Can you imagine what it would be like to look at the earth and see it in all its glory, it’s distinguishing attributes? You don’t have to, Mr. Kelly gives you his view and feelings on what it is like. He makes you feel as if you are there, working, playing and traveling through zero gravity. 

The knowledge that you don’t have control over anything that happens on earth to your family is something that Mr. Kelly finds out about when his sister-in-law Congresswoman Gabriella Giffords is shot in Arizona at a Safeway grocery store parking lot meeting with constituents. Mr. Kelly had a few months left of his stay.
A few things of what Mr. Kelly says of that experience, while leading the nation in a moment of silence concerning the horrific assassination attempt and deaths of six people and 13 injured that day in Tucson struck me as something to really chew on and change, and also some huge foreshadowing, “Those of us who have had the privilege to look down on the Earth from space get the chance to take a larger perspective of the planet and the people who share it. I feel more strongly than ever that we must do better” He explains after the moment of silence "on the space station, we followed our normal routine. But I knew that on Earth somethings would never be the same.”

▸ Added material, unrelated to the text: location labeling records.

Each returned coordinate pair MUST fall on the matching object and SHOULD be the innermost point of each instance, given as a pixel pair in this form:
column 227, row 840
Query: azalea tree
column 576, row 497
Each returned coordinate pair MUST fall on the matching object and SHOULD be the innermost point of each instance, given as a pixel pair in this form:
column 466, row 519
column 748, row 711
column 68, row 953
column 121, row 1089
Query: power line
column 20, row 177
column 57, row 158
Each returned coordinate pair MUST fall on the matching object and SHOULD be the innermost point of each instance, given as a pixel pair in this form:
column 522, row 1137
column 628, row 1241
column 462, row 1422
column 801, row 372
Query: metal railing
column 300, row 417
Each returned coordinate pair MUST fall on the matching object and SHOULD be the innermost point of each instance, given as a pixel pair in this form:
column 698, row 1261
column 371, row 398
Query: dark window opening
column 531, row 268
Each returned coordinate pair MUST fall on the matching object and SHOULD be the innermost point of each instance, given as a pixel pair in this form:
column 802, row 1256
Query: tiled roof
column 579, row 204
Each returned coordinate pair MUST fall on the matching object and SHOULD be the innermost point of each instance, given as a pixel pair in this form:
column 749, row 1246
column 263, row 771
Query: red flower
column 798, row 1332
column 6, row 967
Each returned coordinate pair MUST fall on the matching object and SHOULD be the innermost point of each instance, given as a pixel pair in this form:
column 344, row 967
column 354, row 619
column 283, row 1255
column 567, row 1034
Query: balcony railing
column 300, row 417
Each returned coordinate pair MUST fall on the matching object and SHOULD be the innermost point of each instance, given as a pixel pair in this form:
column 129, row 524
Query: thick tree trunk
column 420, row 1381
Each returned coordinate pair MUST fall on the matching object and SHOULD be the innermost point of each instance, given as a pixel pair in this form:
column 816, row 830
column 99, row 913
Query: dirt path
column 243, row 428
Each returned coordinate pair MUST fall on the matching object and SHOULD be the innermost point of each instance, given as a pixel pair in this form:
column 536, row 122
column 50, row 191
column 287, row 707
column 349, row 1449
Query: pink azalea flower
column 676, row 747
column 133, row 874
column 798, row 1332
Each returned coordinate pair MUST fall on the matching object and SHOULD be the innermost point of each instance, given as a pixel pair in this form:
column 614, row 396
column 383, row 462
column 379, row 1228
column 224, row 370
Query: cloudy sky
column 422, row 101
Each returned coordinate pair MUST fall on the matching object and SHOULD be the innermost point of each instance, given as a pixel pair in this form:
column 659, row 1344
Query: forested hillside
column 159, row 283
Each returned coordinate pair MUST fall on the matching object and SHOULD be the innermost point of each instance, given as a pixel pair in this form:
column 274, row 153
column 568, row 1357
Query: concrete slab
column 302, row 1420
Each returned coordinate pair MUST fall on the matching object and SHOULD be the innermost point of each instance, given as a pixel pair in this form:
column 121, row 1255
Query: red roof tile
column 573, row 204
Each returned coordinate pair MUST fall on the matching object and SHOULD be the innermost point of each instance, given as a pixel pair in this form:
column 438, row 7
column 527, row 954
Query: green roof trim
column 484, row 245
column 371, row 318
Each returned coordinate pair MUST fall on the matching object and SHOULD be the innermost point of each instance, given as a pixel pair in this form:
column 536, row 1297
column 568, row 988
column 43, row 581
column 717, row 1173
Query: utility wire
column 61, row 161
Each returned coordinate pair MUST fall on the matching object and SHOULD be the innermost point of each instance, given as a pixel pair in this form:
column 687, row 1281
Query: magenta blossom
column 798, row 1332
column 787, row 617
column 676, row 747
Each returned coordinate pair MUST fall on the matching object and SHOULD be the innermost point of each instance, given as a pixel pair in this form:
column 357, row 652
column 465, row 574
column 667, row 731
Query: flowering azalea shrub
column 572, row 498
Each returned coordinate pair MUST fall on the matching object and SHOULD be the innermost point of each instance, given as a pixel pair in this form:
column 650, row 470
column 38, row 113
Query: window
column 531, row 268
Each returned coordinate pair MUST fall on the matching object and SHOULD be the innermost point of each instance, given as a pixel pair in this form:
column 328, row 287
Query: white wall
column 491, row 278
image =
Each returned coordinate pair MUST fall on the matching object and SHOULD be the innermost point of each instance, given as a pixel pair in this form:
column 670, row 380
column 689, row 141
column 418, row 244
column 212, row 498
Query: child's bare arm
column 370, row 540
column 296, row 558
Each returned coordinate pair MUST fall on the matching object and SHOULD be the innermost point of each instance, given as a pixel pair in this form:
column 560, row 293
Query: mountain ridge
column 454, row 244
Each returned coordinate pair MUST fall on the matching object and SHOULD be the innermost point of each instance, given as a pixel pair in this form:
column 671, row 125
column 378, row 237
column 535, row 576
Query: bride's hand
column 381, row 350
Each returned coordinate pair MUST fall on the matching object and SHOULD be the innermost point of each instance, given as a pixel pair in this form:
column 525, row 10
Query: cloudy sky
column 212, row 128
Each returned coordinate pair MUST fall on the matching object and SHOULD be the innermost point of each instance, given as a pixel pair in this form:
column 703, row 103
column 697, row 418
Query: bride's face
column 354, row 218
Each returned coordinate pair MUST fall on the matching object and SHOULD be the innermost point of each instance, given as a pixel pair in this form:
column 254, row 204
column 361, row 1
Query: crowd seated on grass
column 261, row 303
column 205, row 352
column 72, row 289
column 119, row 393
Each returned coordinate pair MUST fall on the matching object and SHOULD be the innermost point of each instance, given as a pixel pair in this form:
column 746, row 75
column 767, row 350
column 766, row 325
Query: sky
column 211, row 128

Mr. Kelly’s life experiences told throughout this book show everyone that someone can come from obscurity and land into whatever they dream of becoming and beyond those dreams. This book is worth reading especially if you have any inkling of journeying from your own life to someone else’s and obviously if you love space exploration. This book hits one of my top five memoirs. Read it, you won’t regret it.

Thanks to Bookish First for sending me a copy of Endurance: A Year in Space, A lifetime of Discovery I thoroughly enjoyed it. This book was given to me in lieu of my honest opinion.